41      Nos meses seguintes, a República Helénica e a Comissão discutiram o montante das somas devidas.

[…]

43      Em 16 de Fevereiro de 2004, a Comissão enviou à República Helénica uma carta identificando as dívidas desta última ainda não regularizadas no que respeita aos projectos Abuja I e Abuja II. […]

44      Em 10 de Março de 2004, a Comissão entregou fundos à República Helénica no quadro do programa operacional regional da Grécia continental. Ora, em vez de pagar o montante de 4 774 562,67 euros […], a Comissão pagou somente 3 121 243,03 euros. Procedeu, assim, à cobrança por compensação do saldo ainda não regularizado pela República Helénica, que era de 565 656,80 euros no que respeita aos projectos Abuja I e Abuja II […].»

 Recurso no Tribunal de Primeira Instância e acórdão recorrido

11      Por petição entrada na Secretaria do Tribunal de Justiça em 22 de Abril de 2004, a República Helénica interpôs recurso de anulação do acto controvertido.

12      Por despacho de 8 de Junho de 2004, em aplicação do artigo 2.° da Decisão 2004/407/CE, Euratom do Conselho, de 26 de Abril de 2004, que altera os artigos 51.° e 54.° do Protocolo relativo ao Estatuto do Tribunal de Justiça (JO L 132, p. 5), o Tribunal de Justiça remeteu o processo ao Tribunal de Primeira Instância.

13      Pelo acórdão recorrido, o Tribunal de Primeira Instância negou provimento ao recurso interposto pela República Helénica. Considerou que esse Estado‑Membro era responsável tanto pelas dívidas relativas ao projecto Abuja I como pelas relativas ao projecto Abuja II e que as condições previstas para a cobrança por compensação estavam preenchidas à data do acto controvertido.

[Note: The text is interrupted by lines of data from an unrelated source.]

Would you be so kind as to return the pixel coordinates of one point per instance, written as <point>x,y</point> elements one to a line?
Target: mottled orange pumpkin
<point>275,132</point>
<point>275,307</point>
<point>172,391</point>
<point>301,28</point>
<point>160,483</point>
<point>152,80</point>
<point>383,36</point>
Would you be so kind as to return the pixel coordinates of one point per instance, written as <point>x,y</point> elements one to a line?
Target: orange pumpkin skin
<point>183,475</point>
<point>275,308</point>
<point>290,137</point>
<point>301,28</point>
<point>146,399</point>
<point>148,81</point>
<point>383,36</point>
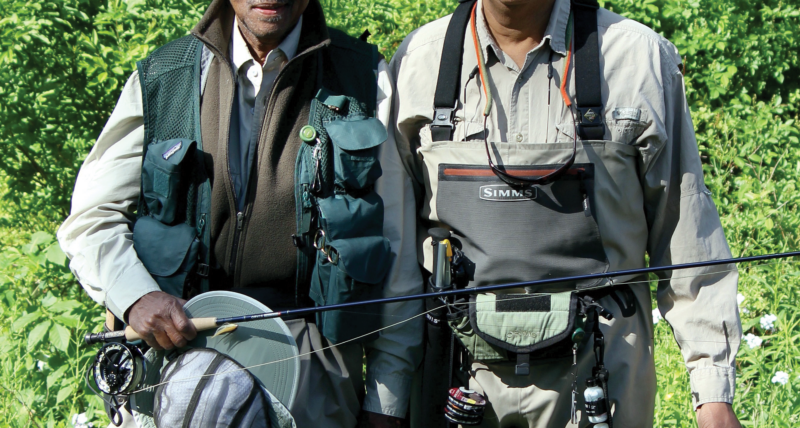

14      Após se ter declarado competente, no n.° 74 do acórdão recorrido, para conhecer do recurso de anulação do acto de compensação, o Tribunal referiu, no n.° 84 do mesmo acórdão, relativamente ao projecto Abuja II, que a República Helénica não contestava ter‑se comportado como participante de pleno direito nesse projecto durante mais de seis anos. Em particular, observou que a República Helénica participou no referido projecto durante quase dois anos após a assinatura do memorando adicional, em 9 de Dezembro de 1998. Assim, segundo o Tribunal, através do seu comportamento, a República Helénica deu a entender aos seus parceiros que mantinha a sua participação no projecto Abuja II.

15      Daí o Tribunal concluiu, no referido n.° 84, que a apreciação das obrigações da República Helénica não se podia limitar aos memorandos inicial e adicional, mas devia igualmente tomar em conta as expectativas que o referido Estado‑Membro criou, pelo seu comportamento, nos outros participantes.

16      A este respeito, recordou, nos n.os 85 a 87 do acórdão recorrido, que o princípio da boa fé constitui uma regra de direito internacional consuetudinário que se impõe à Comunidade e aos outros participantes, foi codificado no artigo 18.° da Convenção de Viena e é o corolário, em direito internacional público, do princípio da protecção da confiança legítima.

17      Seguidamente, no n.° 88 do mesmo acórdão, o Tribunal considerou que, visto o memorando inicial ter sido assinado e ratificado pela República Helénica, esta era um dos participantes do projecto Abuja II, implicando essa qualidade certas obrigações acrescidas de cooperação e de solidariedade entre participantes.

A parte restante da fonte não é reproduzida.